Crop Insurance Makes Farming Less Risky — For Some

The government’s farm support programs include commodity support programs, disaster assistance programs, and the federal crop insurance program (FCIP). FCIP’s subsidized insurance programs offer revenue protection in the case of low market prices or crop failure at a favorable rate for farmers — taxpayers cover about 60 percent of the total insurance premiums, while farmers only pay 40 percent.

FCIP policies primarily cover conventionally grown commodity crops like corn, soybeans, cotton, sugar, and wheat. There are fewer and less accessible insurance options available for specialty crop farmers who produce nutritious fruits, vegetables, and tree nuts. This leaves many of these farmers unable to leverage the same taxpayer support that those growing commodity crops — which are primarily used for livestock feed and unhealthy processed foods — receive year after year.

Farmers have to play the hands they’re dealt, so many are driven to grow commodity crops thanks to the accessibility of these lucrative insurance coverage options. As more farmers are driven to farm exclusively for these subsidies, the supply of these select crops increases and drives down market prices. But never fear, because that’s precisely what insurance covers: Farmers are guaranteed to get paid most of the expected revenue of those crops even if market prices are low. As a result, heavily-subsidized farmers no longer have to make market-driven decisions to ensure their operations are profitable. When that risk is removed, it drives the consolidation of farmland.

The Hidden Impacts of Crop Insurance

Farmers can make big bucks on insurance payouts when they’ve got large commodity farming operations. For every dollar farmers pay in premiums, they get back more than $2.20 in claims on average — an annual return of 120 percent. Since there’s no limit on these payments or acreage, farmers can enroll unlimited acres, motivating them to convert as much land as they can into row crops.

Even land that’s clearly become ill-suited for farming can be insured and turn a profit, like the farmland around the Mississippi River that faces frequent, predictable floods. Insurance payments to farmers in this area totaled $1.5 billion over the last two decades. Crop insurance enables this otherwise highly risky land to turn a profit year after year, flood after flood.

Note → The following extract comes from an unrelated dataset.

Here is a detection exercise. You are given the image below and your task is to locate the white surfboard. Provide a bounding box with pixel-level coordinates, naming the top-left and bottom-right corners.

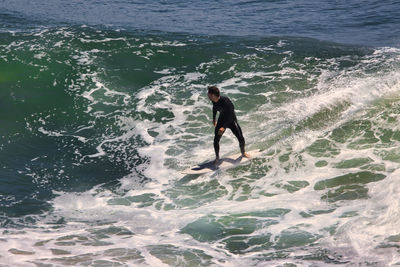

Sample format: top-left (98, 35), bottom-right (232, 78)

top-left (182, 149), bottom-right (260, 174)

Large farm operations flush with cash from these programs can then use that money to outbid cash-strapped farmers without access to these programs, or farmers who receive smaller payments because of their smaller operation sizes, on land purchases and rental rates.

These remaining farmers, while they may do well financially, are still trapped on the Big Ag treadmill, farming exclusively for subsidies. The only way to stay afloat appears to be by squeezing as many bushels out of their soil as possible with the use of synthetic inputs and farming every inch of land they can. It means applying more pesticides, herbicides, and fertilizer, to the detriment of their land and the environment.

These programs incentivize excessive fertilizer use in particular because payouts for many programs can be greater with higher established yield averages. Farmers with access to more acreage are able to manipulate this further by moving their records around so that they can make insurance claims on some fields while using others to establish higher Actual Production History (APH) values.

The result is ultimately fewer, larger consolidated farming operations that degrade the land and hollow out rural communities.

The farms that don’t get big must get out: Many farmers move away from the communities where their families thrived for generations — leaving a hollowed-out shell of what these communities once were. As more families leave, the schools, independent shops, and locally-owned agriculture businesses fail as well. The spirit of these rural communities is eroded as large-scale, intensive monocropping operations take over. “It becomes more important to have your neighbor’s land than it is to have your neighbor,” as Farm Action Local Leader Kevin Fulton explained in his op-ed.